KUDUS,Suaranahdliyin.com – Lembaga Bantuan Hukum (LBH) Ansor Kudus mengatakan pesantren harus menjadi lingkungan yang aman, mendidik, dan bebas dari Kekerasan dalam bentuk apapun.
Demikian yang disampaikan Ketua LBH GP Ansor Kudus, H. Saiful Anas, S.H.dalam kegiatan talk show bertajuk Implementasi UU Perlindungan Anak bagi Pesantren di pondok pesantren Nasrul Ummah Mejobo, pekan lalu. Hadir sebagai pembicara, Advokat Yusuf Istanto, S.H., M.H.,.Kapolres Kudus AKBP Heru Dwi Purnomo, S.I.K., M.Si, ketua Rabithah Maahidil Islamiyah Nahdlatul Ulama (RMI NU ) Kudus KH.Khifni Nasif dan anggota DPRD Jawa Tengah Arif Wahyudi, S.H.
Ia memandang pesantren sebagai ruang belajar yang tidak hanya membekali agama, tetapi juga menjamin perlindungan hak-hak anak.
“Dari sini kita ingin membangun pemahaman dan komitmen kolektif terhadap perlindungan anak di lembaga pendidikan pesantren. Termasuk merumuskan langkah-langkah konkret dalam menerapkan Undang-Undang Perlindungan Anak secara kontekstual di lingkungan pesantren,”ujarnya .
Anas menilai pesantren memiliki kekhasan sebagai lembaga pendidikan yang sangat dekat dengan kehidupan santri sehari-hari, sehingga tanggung jawab dalam melindungi anak menjadi lebih besar. Dalam konteks ini, Anas menyoroti pentingnya kolaborasi antar pihak, mulai dari pengasuh, pendidik, hingga aparat penegak hukum.
“Moment kegiatan ini dapat memperkuat sinergi yang dibutuhkan untuk menciptakan sistem perlindungan yang efektif dan menyeluruh,”imbuhnya
“UU Perlindungan Anak, bukan hanya tanggung jawab negara, tetapi juga tanggung jawab moral seluruh elemen masyarakat, termasuk pengelola pesantren. Talk show ini merupakan momentum untuk menyatukan semangat itu,”sambu Saiful Anas.

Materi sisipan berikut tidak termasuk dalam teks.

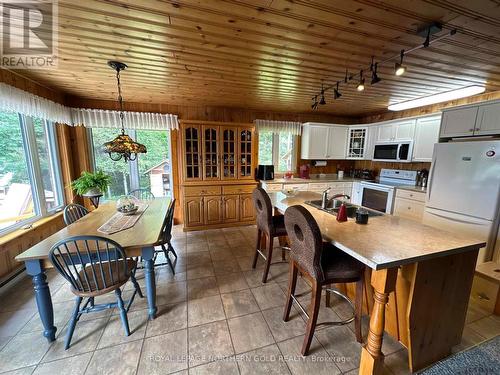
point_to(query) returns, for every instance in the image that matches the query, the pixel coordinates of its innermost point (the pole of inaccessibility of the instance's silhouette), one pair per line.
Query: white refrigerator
(464, 189)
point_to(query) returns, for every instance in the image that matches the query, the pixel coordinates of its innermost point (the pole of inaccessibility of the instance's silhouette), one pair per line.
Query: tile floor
(215, 317)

Acara ini juga merespons dinamika nasional terkait isu perlindungan anak di lingkungan pesantren. Kementerian Agama, melalui Keputusan Menteri Agama Nomor 91 Tahun 2025, telah meluncurkan Peta Jalan Program Pengembangan Pesantren Ramah Anak. Dokumen ini menjadi acuan dalam pengembangan sistem pendidikan pesantren yang lebih inklusif dan berkeadilan bagi anak-anak.
“Ini bukan sekadar forum diskusi, tetapi juga menjadi ajakan terbuka bagi semua elemen pesantren untuk mulai mengevaluasi dan membenahi sistem pembinaan santri,”tandas Anas.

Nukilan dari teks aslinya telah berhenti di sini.